The Fault, Dear Researchers, is not in Cranfield, But in our Metrics, that they are Unrealistic

As designers of information retrieval (IR) systems, we need some way to measure the performance of our systems. An excellent approach to take is to directly measure actual user performance either in situ or in the laboratory [12]. The downside of live user involvement is the prohibitive cost if many evaluations are required. For example, it is common practice to sweep parameter settings for ranking algorithms in order to optimize retrieval metrics on a test collection. The Cranfield approach to IR evaluation provides low-cost, reusable measures of system performance. Cranfield-style evaluation frequently has been criticized as being too divorced from the reality of how users search, but there really is nothing wrong with the approach [18]. The Cranfield approach effectively is a simulation of IR system usage that attempts to make a prediction about the performance of one system vs. another [15]. As such, we should really be thinking of the Cranfield approach as the application of models to make predictions, which is common practice in science and engineering. For example, physics has equations of motion. Civil engineering has models of concrete strength. Epidemiology has models of disease spread.
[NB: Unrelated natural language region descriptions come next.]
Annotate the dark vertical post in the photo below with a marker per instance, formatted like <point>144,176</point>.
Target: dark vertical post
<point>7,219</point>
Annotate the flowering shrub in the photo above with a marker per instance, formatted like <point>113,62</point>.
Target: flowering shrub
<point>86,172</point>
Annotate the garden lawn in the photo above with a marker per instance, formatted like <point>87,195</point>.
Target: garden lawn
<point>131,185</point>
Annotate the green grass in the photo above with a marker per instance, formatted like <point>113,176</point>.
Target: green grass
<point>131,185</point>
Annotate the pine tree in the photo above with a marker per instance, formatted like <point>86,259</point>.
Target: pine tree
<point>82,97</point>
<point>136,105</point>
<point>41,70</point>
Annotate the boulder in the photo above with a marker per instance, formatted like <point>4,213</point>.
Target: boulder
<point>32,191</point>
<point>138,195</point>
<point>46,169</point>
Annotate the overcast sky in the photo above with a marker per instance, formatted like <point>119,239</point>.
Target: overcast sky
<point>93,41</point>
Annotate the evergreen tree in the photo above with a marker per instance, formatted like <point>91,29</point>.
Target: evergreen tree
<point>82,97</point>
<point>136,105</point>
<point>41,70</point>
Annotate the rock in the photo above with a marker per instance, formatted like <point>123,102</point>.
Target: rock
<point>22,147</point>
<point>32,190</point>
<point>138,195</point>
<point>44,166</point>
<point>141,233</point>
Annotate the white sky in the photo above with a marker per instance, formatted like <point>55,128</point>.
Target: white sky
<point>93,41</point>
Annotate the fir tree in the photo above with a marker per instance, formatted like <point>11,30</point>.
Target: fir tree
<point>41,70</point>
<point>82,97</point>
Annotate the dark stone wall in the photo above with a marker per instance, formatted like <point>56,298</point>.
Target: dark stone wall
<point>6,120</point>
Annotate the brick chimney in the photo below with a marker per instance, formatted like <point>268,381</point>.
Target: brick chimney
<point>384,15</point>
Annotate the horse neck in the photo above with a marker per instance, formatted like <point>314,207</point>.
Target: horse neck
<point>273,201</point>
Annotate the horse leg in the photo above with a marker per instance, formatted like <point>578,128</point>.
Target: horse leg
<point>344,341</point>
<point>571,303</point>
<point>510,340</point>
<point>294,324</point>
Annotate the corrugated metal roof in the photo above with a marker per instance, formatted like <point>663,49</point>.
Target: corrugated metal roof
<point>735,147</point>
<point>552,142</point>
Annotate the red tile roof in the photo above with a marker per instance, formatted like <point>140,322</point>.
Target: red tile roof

Etc. In all of these fields, it is well understood that the models are simplifications of reality, but that the models provide the ability to make useful predictions. Information retrieval’s predictive models are our evaluation metrics. The criticism of system-oriented IR evaluation should be redirected. The problem is not with Cranfield — which is just another name for making predictions given a model — the problem is with the metrics. We believe that rather than criticizing Cranfield, the correct response is to develop better metrics. We should make metrics that are more predictive of human performance. We should make metrics that incorporate the user interface and realistically represent the variation in user behavior. We should make metrics that encapsulate our best understanding of search behavior. In popular parlance, we should bring solutions, not problems, to the system-oriented IR researcher. To this end, we have developed a new evaluation metric, time-biased gain (TBG), that predicts IR system performance in human terms of the expected number of relevant documents to be found by a user [16].